Full Visibility into Security Events on Endpoints
SandBlast Agent forensic capabilities gave Community Newspaper Group the clear visibility they wanted. The software monitors and records all endpoint events, including files affected, processes launched, system registry changes, and network activity. It also makes sure that data is available after completed attacks— even those that remove files and other evidence left on the system.
The comprehensive incident summary provides actionable attack information for Brine. For example, he now can document evidence of suspicious behavior detected throughout the attack lifecycle. He can see how the attack entered the network, how it was launched, and the methods used. He knows the type of damage that occurred, if data was stolen, which systems were affected, and how they were affected.

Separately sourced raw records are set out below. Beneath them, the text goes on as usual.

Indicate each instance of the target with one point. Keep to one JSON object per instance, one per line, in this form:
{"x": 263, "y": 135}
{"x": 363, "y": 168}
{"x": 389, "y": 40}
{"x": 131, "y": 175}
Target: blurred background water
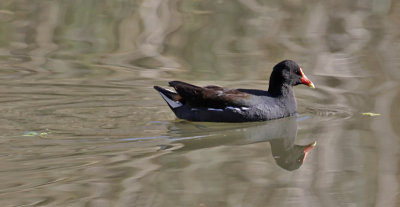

“Check Point delivers visibility,” said Brine. “Without Check Point, it would have taken us hours to do the work for every incident to determine exactly what happened and what we need to do to resolve it. That is now almost entirely automated, saving us significant time every day. With SandBlast Agent and the Check Point 4600 Appliance, I have phenomenal visibility.”
Easy to Use
Because the solution is completely integrated, everything can be viewed from the same console. CNG can deploy SandBlast Agent to new endpoints, manage policies, access event logs and incident reports, and troubleshoot all through the SmartCenter dashboard.
Minimal Impact on Performance
“With our previous solution, users frequently complained that performance suffered from the overhead of local processing to analyze threats,” said Brine. “SandBlast Agent is able to analyze all content in the cloud, without interfering with the user’s experience. Now, we have both better protection and less impact on users.” He also reports that the SandBlast Agent has dramatically reduced the number of infections on their endpoints.
“This is especially helpful for our reporters,” said Brine. “They often have to gather information from dodgy sites that they never would otherwise visit, but they know that specific files that could contain malware will be evaluated first. This allows our highly mobile workforce to manage their business with complete confidence.”
Brine is a big fan of Check Point solutions for Community Newspaper Group, and he plans to activate more capabilities as time goes on.
“We’d like to implement encryption on our endpoints and perhaps add network-level threat emulation and extraction capabilities,” he said. “Meanwhile, Check Point just quietly does its job, and I have deep visibility into everything. Visibility is the most critical thing for helping me keep our users and data safe.”